This exhibition is comprised of Whitfield Lovell's most recent series of tableaux constructed from charcoal drawings on vintage wood combined with found objects.
In creating his tableaux, Lovell draws upon a personal archive of hundreds of studio photographs of anonymous African-Americans, most dating from the early years of the twentieth century. It is by looking through these tintypes, cabinet cards, bubble-glass portraits, and postcards that Lovell begins the process of developing the idea for each individual work. Once an image has captured the artist's attention, it is drawn
freehand in charcoal on old wood. Careful thought is given to the grain and texture of the wood as well as to any remnants of color from paint or wallpaper. Found objects are then added in an intuitive process that varies from piece to piece to create three dimensional tableaux which literally thrust these unknown people from the past into the viewer's space.

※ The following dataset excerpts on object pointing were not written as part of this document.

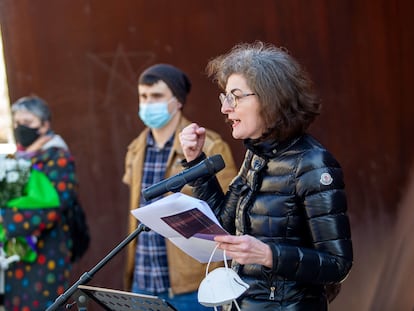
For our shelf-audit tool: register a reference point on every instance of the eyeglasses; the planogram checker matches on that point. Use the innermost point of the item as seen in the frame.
(232, 99)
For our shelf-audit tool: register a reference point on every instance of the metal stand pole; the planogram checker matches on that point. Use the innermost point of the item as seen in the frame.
(87, 276)
(4, 265)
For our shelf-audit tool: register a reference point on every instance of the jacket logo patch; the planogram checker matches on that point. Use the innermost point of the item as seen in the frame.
(326, 179)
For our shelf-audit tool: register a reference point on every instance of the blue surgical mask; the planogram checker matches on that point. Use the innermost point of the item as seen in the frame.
(155, 115)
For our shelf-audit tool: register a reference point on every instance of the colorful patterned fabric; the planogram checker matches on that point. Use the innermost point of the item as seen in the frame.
(35, 286)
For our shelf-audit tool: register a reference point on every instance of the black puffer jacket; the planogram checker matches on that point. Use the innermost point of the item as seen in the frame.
(291, 196)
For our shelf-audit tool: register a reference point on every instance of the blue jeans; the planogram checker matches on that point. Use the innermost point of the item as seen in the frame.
(181, 302)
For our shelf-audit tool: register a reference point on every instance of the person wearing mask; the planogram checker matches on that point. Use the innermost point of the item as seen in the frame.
(155, 266)
(286, 210)
(33, 283)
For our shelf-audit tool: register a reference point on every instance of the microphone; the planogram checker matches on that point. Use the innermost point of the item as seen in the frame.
(175, 183)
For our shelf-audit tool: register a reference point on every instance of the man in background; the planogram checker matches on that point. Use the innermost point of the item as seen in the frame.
(154, 265)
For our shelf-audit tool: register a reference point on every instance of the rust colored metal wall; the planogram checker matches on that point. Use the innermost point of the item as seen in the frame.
(84, 58)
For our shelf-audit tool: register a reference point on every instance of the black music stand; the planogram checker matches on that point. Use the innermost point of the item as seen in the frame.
(116, 300)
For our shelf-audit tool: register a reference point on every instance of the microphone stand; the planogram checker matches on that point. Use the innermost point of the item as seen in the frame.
(87, 276)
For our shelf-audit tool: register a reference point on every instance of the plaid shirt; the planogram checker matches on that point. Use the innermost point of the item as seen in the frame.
(151, 267)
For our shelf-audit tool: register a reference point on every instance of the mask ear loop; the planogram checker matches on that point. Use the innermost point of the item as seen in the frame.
(226, 266)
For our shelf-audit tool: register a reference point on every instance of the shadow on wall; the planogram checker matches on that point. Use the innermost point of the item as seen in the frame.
(382, 277)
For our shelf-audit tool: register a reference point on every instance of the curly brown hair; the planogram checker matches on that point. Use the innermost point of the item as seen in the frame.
(285, 91)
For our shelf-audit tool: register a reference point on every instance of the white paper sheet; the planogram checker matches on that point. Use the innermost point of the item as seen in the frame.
(187, 222)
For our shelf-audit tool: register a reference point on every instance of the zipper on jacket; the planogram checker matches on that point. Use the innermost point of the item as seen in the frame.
(272, 293)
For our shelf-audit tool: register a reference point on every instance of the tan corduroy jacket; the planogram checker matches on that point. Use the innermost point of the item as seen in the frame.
(185, 272)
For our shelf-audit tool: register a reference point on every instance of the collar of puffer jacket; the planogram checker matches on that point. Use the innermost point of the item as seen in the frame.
(268, 148)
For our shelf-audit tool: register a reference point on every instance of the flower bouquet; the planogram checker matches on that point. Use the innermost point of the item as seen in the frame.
(14, 174)
(22, 186)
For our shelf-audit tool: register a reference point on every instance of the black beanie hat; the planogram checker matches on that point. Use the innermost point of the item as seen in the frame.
(176, 79)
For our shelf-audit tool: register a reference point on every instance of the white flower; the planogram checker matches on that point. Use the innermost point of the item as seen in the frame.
(14, 174)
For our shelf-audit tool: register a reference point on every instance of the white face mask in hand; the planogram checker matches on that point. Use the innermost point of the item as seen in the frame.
(221, 286)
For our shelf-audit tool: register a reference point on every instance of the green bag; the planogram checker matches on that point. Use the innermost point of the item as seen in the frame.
(39, 193)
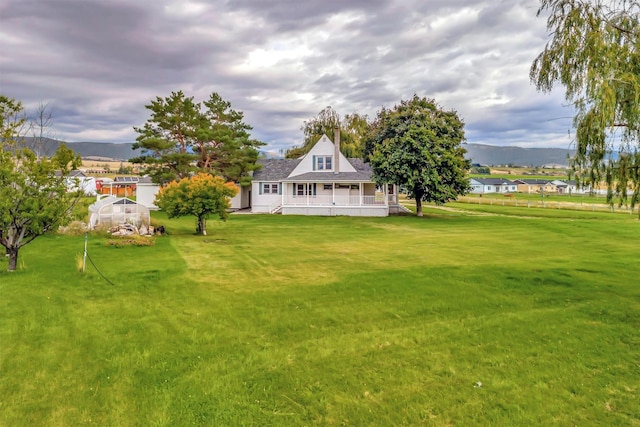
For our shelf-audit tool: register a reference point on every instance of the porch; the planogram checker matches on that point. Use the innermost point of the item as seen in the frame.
(331, 199)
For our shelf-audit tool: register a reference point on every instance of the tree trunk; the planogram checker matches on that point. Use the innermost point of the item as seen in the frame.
(13, 258)
(202, 226)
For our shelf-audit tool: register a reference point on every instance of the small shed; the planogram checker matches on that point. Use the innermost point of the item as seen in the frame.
(112, 210)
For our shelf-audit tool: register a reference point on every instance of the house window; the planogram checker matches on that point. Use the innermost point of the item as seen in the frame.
(323, 163)
(269, 188)
(304, 189)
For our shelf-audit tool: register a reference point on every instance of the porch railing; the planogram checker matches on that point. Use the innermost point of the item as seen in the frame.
(334, 200)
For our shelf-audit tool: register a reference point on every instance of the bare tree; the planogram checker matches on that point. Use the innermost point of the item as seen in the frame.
(42, 140)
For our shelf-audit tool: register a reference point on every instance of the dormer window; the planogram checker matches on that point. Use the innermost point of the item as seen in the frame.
(323, 163)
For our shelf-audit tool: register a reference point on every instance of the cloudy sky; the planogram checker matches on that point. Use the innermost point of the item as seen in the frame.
(97, 63)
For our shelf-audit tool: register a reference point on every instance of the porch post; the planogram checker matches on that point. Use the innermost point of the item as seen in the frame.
(333, 193)
(386, 195)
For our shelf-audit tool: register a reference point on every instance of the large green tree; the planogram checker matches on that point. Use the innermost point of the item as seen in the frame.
(201, 195)
(353, 130)
(34, 197)
(419, 145)
(594, 52)
(183, 137)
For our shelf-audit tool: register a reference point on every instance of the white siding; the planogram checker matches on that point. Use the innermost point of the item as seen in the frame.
(324, 147)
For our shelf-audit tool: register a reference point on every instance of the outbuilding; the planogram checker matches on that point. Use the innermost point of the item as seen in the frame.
(110, 211)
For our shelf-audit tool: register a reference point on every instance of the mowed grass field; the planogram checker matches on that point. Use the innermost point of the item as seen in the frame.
(452, 319)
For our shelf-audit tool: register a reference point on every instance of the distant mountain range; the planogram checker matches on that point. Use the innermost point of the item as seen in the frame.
(488, 155)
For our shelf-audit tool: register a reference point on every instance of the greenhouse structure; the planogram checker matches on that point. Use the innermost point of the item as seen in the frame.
(111, 211)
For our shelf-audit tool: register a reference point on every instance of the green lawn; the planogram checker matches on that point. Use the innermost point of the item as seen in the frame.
(284, 320)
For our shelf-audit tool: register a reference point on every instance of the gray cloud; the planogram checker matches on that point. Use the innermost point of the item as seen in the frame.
(98, 63)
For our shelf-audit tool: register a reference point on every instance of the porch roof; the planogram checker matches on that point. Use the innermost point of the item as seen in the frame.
(280, 170)
(274, 169)
(330, 177)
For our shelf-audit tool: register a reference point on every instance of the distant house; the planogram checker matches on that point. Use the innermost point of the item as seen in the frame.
(535, 186)
(570, 187)
(77, 180)
(322, 182)
(146, 191)
(492, 185)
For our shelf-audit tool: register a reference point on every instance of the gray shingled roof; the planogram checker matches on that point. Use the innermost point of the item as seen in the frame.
(275, 169)
(279, 170)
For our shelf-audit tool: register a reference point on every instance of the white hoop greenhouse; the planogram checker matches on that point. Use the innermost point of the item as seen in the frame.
(112, 211)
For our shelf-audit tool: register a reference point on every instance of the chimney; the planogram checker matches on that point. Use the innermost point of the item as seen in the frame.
(336, 150)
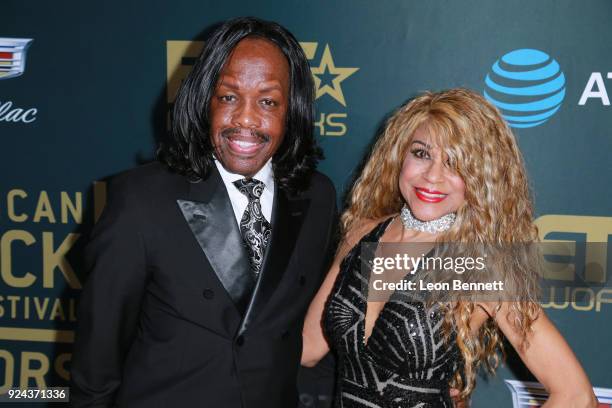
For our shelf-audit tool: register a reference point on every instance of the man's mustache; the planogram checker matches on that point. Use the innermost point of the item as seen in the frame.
(264, 137)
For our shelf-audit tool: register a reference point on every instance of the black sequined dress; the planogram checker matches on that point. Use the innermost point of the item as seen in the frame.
(405, 363)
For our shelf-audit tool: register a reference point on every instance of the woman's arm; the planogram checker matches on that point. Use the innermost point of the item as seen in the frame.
(315, 346)
(551, 360)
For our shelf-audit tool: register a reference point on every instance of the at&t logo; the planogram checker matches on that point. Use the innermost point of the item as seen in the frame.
(527, 86)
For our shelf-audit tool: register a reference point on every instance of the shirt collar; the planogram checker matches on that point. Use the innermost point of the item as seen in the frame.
(264, 174)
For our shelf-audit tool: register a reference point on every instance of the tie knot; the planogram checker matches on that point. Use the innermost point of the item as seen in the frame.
(252, 188)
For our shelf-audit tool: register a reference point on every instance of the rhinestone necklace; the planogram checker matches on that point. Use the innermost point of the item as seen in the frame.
(434, 226)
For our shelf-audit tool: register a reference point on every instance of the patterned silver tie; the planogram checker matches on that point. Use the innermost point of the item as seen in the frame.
(254, 227)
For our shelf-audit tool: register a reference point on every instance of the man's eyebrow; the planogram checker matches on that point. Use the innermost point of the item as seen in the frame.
(421, 143)
(227, 84)
(271, 87)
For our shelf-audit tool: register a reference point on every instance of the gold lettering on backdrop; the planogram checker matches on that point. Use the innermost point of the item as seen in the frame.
(57, 259)
(596, 229)
(10, 205)
(6, 265)
(60, 365)
(33, 365)
(75, 207)
(43, 209)
(68, 206)
(38, 308)
(28, 372)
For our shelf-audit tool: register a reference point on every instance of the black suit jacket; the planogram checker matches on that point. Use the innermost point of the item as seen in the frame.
(164, 320)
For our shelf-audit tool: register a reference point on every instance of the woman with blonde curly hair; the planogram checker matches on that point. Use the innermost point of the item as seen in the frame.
(447, 169)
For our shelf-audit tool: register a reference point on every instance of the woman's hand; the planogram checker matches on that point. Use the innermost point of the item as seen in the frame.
(550, 359)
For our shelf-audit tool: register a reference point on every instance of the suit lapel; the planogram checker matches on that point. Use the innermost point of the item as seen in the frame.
(210, 216)
(287, 221)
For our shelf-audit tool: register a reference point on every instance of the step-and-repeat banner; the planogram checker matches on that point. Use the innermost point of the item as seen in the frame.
(84, 94)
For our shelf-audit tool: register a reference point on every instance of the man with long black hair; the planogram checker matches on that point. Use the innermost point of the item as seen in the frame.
(203, 263)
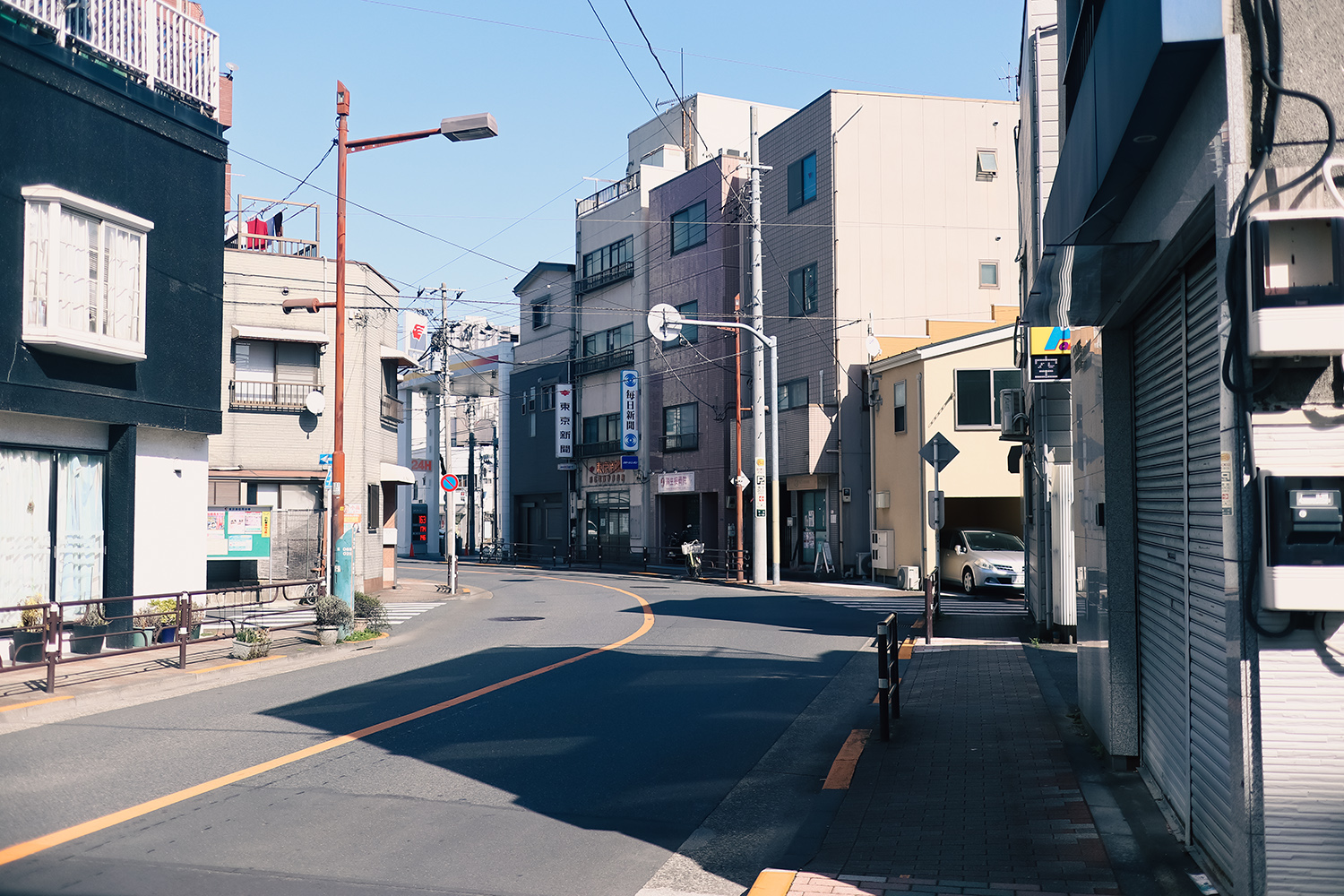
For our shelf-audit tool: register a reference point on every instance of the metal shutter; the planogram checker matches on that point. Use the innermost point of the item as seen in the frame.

The free-standing tableaux developed out of a series of installations that Lovell has created over the past decade. Lovell's first installations, in a 19th century slave- trader's mansion in Italy, in an abandoned 1930s row house in Houston, Texas, and in the former barracks of a 16th century Spanish fort in Havana, Cuba, recognized and utilized the ambiance of the existing historical spaces. Lovell began by making marks on the walls and progressively worked his way out into three-dimensional, theatrical space.
Whispers From the Walls, Lovell's forth installation was created during a residency at the University of North Texas Art Gallery in Denton during the spring of 1999. The installation conveys a haunting sense of the past with an intimate environment evoking the rich African-American history and culture of the early years of the 20th century. The exhibition has received extensive critical acclaim and has toured nationally since its inception, appearing at venues including the Seattle Art Museum and New York's Studio Museum in Harlem. Future venues include the Contemporary Art Center in Virginia Beach, Virginia, the Montgomery Museum of Fine Arts in Alabama, the California African-American Museum in Los Angeles, and the Oklahoma City Art Museum.
Lovell's most recent installation Visitation: The Richmond Project originated at the Hand Workshop in Richmond, Virginia in the fall of 2001, and is on view at the University of Wyoming in Laramie from March 16 through June 8, 2002, and at the Columbus Museum Uptown in Georgia from September 5 to October 12. Lovell's work has also been seen in recent solo exhibitions at the Neuberger Museum in Purchase, New York, the Boston University Art Gallery, and the Black History Museum & Cultural Center in Richmond, Virginia, and will be on view at the Kohler Arts Center in Wisconsin from June 30 to September 29, 2002
Embers is accompanied by a catalogue with an essay by Dominque Nahas.